Full Duplex Wireless

Philip Levis, Assistant Professor of Computer Science and Electrical Engineering at Stanford University


Philip Levis

Wireless networking traditionally assumes that radios are half-duplex. On a given frequency, a half-duplex radio can either transmit or receive, but not both at the same time. I present recent results demonstrating that a full-duplex radio — a radio that can receive and transmit simultaneously on the same frequency — can be built using commodity, off-the-shelf components. I discuss some of the possible implications of full duplex, including solving some long-standing problems in wireless, such as the hidden terminal problem, signal boosters, and access point fairness. I examine the design space for full-duplex radios, describing the corresponding tradeoffs. Full duplex has the potential to revolutionize a large number of wireless systems: I’ll conclude with current strengths and limitations of the technology to try to shed some light on where I think it might be most and least successful.

The talk is intended for a CS audience; it does not assume any RF theory background, just a high school level understanding of the physics and mathematics of sine waves.

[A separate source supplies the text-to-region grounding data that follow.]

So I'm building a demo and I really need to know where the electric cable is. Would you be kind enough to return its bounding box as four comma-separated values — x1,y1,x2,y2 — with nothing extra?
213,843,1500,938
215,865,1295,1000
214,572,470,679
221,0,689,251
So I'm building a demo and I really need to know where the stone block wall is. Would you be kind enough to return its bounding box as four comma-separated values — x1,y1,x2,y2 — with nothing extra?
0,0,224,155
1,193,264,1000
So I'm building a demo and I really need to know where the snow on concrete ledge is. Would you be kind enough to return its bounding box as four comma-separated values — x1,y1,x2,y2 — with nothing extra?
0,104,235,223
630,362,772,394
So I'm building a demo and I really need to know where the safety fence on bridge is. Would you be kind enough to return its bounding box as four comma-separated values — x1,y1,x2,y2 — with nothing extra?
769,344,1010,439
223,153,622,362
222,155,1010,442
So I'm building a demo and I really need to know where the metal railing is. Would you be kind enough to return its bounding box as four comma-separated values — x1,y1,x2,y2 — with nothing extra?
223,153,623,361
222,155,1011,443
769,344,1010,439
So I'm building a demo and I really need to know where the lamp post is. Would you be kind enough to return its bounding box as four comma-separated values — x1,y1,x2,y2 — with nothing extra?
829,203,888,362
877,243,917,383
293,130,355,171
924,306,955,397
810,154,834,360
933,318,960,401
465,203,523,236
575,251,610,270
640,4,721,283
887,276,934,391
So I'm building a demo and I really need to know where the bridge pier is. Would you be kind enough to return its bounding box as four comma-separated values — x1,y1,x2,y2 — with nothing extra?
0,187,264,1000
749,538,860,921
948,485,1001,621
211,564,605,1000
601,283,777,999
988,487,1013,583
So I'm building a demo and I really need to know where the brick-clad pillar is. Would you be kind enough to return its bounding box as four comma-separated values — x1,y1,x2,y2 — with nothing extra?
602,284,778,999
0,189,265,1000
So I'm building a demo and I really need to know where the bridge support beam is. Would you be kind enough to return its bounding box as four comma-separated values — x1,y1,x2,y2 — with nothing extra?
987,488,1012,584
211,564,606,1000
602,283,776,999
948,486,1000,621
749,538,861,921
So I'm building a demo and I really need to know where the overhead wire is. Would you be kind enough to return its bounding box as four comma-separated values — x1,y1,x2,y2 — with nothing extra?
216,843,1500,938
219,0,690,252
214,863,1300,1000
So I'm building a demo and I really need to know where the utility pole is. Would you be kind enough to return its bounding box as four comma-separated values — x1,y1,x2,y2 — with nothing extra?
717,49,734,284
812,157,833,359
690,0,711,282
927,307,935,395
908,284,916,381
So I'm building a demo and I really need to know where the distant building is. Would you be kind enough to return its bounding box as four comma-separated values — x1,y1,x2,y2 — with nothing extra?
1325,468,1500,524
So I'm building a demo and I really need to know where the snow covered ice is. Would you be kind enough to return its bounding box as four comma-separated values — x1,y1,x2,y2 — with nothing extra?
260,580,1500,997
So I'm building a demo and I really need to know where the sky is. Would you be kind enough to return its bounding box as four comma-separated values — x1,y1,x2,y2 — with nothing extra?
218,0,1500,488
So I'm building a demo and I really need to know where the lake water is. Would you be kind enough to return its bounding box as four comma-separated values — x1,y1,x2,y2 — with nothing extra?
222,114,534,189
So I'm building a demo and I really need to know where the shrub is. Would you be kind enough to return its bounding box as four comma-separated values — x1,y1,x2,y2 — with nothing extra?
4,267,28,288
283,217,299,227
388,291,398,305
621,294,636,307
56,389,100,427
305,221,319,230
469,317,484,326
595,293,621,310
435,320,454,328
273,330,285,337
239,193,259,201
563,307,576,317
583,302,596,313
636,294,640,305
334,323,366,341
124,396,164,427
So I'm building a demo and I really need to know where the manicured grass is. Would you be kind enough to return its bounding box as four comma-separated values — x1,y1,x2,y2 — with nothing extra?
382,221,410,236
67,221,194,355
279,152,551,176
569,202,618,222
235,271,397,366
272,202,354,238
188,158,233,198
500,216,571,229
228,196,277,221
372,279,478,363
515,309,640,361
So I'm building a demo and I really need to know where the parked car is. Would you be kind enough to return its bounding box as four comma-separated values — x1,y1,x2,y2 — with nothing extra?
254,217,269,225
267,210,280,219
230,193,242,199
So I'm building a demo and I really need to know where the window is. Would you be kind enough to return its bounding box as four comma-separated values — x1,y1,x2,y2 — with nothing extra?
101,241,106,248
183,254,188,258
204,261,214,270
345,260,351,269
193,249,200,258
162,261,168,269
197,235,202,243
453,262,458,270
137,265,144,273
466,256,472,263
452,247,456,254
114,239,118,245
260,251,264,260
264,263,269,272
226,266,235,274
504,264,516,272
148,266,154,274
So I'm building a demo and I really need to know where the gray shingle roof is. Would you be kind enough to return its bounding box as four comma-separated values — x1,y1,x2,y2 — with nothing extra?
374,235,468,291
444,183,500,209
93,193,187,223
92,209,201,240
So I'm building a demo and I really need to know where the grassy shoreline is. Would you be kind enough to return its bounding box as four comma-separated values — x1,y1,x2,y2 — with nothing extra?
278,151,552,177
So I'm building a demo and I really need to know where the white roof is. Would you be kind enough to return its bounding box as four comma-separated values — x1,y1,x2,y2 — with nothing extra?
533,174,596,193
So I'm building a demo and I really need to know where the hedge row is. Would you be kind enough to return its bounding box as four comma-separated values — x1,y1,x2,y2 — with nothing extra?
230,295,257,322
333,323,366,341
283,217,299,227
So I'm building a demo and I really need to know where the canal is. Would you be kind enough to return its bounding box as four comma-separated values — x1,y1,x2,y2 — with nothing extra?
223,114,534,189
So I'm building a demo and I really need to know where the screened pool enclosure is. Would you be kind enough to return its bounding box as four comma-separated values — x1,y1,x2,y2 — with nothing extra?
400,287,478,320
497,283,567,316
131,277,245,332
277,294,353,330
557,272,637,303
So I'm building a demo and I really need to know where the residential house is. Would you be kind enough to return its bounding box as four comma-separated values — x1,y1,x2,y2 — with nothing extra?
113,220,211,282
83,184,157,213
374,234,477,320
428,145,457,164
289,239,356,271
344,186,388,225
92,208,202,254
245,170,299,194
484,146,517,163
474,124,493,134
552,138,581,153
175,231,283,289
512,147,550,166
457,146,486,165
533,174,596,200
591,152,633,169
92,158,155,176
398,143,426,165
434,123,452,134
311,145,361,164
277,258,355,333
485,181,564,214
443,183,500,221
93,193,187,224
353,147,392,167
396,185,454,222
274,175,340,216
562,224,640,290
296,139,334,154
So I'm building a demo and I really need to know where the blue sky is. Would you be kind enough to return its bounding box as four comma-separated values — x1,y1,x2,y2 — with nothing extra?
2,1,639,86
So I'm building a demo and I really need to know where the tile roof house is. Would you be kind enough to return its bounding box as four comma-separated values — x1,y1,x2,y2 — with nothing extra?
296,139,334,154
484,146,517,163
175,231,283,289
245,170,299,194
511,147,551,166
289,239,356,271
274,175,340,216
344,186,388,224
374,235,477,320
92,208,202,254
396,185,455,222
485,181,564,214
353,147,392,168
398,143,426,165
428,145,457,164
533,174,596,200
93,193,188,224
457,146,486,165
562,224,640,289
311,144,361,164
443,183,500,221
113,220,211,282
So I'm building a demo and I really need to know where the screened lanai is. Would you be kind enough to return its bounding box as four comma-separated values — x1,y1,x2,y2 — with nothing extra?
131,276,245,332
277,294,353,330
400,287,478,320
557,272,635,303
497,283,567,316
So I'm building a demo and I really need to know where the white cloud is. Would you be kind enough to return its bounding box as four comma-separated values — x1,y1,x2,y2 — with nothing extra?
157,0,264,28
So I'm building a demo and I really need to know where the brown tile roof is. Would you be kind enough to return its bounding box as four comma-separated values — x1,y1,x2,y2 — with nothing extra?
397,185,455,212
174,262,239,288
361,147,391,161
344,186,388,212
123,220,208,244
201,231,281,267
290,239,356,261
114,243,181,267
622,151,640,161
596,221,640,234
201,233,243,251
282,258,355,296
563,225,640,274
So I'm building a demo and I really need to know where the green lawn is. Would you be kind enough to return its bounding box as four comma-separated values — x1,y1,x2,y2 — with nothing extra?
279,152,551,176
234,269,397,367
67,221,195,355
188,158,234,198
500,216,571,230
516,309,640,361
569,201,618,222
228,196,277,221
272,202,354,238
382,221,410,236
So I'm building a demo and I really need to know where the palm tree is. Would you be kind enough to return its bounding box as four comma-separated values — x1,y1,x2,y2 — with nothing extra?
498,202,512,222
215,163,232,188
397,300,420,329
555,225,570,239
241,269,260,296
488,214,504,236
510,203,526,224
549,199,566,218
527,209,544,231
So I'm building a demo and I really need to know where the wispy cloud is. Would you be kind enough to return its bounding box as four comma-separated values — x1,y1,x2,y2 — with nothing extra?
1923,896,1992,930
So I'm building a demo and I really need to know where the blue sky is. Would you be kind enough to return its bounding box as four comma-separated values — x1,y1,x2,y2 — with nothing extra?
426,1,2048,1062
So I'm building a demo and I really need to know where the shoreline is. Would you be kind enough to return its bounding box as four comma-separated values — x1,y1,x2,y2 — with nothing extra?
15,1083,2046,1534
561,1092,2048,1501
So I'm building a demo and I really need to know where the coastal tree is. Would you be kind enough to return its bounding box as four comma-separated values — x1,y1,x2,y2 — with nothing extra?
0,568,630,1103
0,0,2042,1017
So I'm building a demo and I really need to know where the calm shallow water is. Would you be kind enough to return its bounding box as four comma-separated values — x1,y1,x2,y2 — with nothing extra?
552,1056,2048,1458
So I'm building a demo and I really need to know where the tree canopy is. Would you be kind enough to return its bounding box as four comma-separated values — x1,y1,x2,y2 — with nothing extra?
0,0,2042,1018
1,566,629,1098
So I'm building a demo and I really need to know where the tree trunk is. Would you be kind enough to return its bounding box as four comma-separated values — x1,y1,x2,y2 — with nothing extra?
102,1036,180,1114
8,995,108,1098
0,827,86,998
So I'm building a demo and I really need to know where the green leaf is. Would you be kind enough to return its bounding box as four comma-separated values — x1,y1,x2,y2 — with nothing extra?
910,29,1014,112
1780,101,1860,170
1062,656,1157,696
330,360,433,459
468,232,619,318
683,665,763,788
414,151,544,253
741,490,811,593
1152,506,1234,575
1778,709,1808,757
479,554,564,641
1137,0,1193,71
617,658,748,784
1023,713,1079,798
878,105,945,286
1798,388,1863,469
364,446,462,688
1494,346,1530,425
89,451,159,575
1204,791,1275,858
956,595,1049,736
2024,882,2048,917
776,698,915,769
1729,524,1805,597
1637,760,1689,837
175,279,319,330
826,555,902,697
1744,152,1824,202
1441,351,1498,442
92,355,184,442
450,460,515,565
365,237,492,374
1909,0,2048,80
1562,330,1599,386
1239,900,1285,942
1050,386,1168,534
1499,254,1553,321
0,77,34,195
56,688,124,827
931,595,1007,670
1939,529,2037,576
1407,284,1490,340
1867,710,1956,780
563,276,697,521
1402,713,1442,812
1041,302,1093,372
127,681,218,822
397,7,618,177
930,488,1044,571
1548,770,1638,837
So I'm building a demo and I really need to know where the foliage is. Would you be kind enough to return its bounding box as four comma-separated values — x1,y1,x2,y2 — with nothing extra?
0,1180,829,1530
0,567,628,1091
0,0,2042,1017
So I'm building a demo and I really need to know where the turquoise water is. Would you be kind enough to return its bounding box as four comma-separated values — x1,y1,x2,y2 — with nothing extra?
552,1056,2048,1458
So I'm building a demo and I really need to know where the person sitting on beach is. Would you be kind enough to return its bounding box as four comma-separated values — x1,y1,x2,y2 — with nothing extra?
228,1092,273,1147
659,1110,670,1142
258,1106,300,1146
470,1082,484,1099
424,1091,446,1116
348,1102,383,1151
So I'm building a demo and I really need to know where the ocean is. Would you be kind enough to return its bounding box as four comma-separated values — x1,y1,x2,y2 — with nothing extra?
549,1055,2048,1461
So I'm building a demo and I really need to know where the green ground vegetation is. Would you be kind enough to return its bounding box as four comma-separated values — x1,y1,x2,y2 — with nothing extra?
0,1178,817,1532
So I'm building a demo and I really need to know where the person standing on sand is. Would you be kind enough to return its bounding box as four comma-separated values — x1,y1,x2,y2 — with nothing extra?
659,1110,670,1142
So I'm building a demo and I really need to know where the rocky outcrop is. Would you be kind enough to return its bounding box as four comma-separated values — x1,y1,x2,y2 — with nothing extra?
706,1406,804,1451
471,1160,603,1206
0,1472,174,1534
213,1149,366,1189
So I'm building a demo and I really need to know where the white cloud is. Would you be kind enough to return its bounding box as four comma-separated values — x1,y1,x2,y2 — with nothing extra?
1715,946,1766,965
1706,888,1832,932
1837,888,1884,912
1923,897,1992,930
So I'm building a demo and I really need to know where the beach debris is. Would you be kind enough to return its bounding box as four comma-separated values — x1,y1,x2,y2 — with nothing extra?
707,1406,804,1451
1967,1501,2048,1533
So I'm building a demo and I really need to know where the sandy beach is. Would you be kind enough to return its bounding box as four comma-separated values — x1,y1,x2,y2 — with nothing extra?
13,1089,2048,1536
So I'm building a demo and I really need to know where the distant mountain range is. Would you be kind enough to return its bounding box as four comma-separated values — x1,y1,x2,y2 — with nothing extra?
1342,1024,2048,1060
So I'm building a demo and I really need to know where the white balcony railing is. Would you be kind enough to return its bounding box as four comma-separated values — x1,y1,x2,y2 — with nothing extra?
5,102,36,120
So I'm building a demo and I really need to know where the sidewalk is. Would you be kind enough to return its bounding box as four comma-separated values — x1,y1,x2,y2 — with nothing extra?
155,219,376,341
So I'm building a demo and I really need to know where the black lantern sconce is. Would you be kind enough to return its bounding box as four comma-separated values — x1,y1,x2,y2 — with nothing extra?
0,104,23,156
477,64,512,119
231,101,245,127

Philip Levis is an Assistant Professor of Computer Science and Electrical Engineering at Stanford University. He received his Sc.B. from Brown University in 1999, his M.S. from the University of Colorado at Boulder in 2001, and his Ph.D. from UC Berkeley in 2005. In 2008 he received an NSF CAREER award and a Microsoft Research New Faculty Fellowship. He researches the design and implementation of networked systems, including operating systems and protocols for embedded wireless devices, wireless mesh protocols, network infrastructure for virtual worlds, and energy efficient computing. The results of his research, including the TinyOS operating system, nesC language, Trickle algorithm, and the collection tree protocol (CTP), have been adopted by tens of thousands of users and researchers worldwide. He really likes excellent engineering and has a self-destructive aversion to low-hanging fruit.